Zhang Jun is an Apache Flink contributor and the R&D director of the OPPO big data platform.
This article covers the evolution of the OPPO real-time data warehouse, development of Flink SQL, cases of real-time data warehouse creation, and thoughts and prospects for the future.
As everyone knows, OPPO is a major smartphone manufacturer. However, you may not know how OPPO is connected to the Internet and big data fields. The following figure shows OPPO's businesses and data.
As a mobile phone manufacturer, OPPO customized its own ColorOS system based on the Android system. This system now has more than 200 million daily active users. OPPO has built many Internet applications for ColorOS, such as its app store, browser, and information flows. By operating these Internet applications, OPPO has accumulated a large amount of data. The right part of the preceding figure shows the overall data scale. Its data growth rate has doubled or tripled each year since 2012, and its total data amount now exceeds 100 PB now, with daily growth of more than 200 TB.
To support such a large data volume, OPPO has developed a complete set of data systems and services and formed its own data Mid-End system.
Mid-End is quite popular at the moment. How does OPPO view this concept? Mid-End is divided into four layers:
This is the entire OPPO Mid-End system, in which the data warehouse is the fundamental component.

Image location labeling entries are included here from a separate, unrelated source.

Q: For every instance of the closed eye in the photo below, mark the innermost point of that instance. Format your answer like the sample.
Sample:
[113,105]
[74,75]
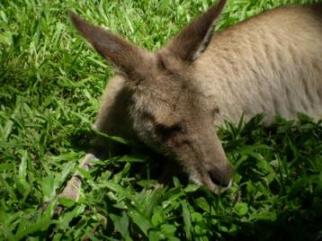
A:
[167,132]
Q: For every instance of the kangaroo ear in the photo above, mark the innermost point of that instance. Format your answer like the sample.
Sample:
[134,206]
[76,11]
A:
[194,38]
[121,53]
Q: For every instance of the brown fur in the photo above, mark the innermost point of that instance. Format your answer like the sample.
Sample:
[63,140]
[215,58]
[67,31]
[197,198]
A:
[172,99]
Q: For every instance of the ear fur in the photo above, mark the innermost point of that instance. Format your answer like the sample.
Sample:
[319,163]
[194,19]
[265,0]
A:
[194,38]
[127,57]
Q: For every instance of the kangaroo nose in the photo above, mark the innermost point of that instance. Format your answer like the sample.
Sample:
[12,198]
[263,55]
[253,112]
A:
[221,176]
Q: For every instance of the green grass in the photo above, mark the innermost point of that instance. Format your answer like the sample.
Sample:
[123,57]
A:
[50,83]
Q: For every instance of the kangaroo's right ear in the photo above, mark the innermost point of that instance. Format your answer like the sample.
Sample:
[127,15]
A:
[127,57]
[194,38]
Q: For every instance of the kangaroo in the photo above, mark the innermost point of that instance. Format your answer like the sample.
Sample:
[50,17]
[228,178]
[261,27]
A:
[173,99]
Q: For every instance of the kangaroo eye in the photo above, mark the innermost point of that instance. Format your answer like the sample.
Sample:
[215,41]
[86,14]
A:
[168,131]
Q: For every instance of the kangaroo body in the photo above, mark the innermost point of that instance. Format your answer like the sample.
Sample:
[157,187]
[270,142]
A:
[269,64]
[172,99]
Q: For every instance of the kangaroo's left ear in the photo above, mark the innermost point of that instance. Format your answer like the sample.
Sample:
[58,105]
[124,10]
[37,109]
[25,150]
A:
[194,38]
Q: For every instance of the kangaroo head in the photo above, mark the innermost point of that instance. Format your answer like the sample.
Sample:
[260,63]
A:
[167,112]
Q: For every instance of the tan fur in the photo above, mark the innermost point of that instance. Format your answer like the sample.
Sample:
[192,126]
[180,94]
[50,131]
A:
[172,99]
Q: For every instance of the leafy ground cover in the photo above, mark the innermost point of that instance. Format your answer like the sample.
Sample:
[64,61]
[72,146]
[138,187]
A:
[50,82]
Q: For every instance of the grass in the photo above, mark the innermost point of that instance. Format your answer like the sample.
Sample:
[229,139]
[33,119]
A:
[50,81]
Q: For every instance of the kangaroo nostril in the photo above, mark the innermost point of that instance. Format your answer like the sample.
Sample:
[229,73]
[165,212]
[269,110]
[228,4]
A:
[221,178]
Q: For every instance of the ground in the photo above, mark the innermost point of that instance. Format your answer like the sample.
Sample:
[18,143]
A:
[50,83]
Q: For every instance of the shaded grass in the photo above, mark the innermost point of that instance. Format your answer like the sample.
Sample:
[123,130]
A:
[50,82]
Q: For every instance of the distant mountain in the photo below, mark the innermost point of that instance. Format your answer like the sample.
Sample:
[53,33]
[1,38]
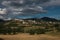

Over the past two or three years, we have focused on the construction of offline data warehouses. The preceding figure shows the entire construction process. First, data is obtained from mobile phones, log files, and databases. We have built a high-availability and high-throughput access system based on Apache NiFi and integrated data into HDFS, forming the raw layer. Then, the Hive-based hourly extract, transform, load (ETL) tasks and daily summary Hive tasks are executed to compute data and generate the details layer and summary layer respectively. Finally, internal data products developed by OPPO are deployed at the application layer, including report analysis, user profiling, and interface services. The details layer also supports Presto-based ad hoc queries and self-service data extraction.
With the gradual improvement of offline data warehouses, businesses have an increasing demand for real-time data warehouses.
Real-time data warehouses are generally required for businesses and can also provide benefits to the platform. First, on the business side, there are real-time scenarios, such as reports, tags, and interfaces, as shown on the left in the preceding figure. Second, on the platform side, you can see three use cases: 1. A large number of OPPO batch tasks are started at 00:00 to process data in T+1 mode, which leads to a concentrated computing load and a heavy pressure on the cluster. 2. Tag import is also a T+1 batch task. Each full import takes a long time. 3. Data quality monitoring must be a T+1 task, so it will fail to promptly detect some data problems.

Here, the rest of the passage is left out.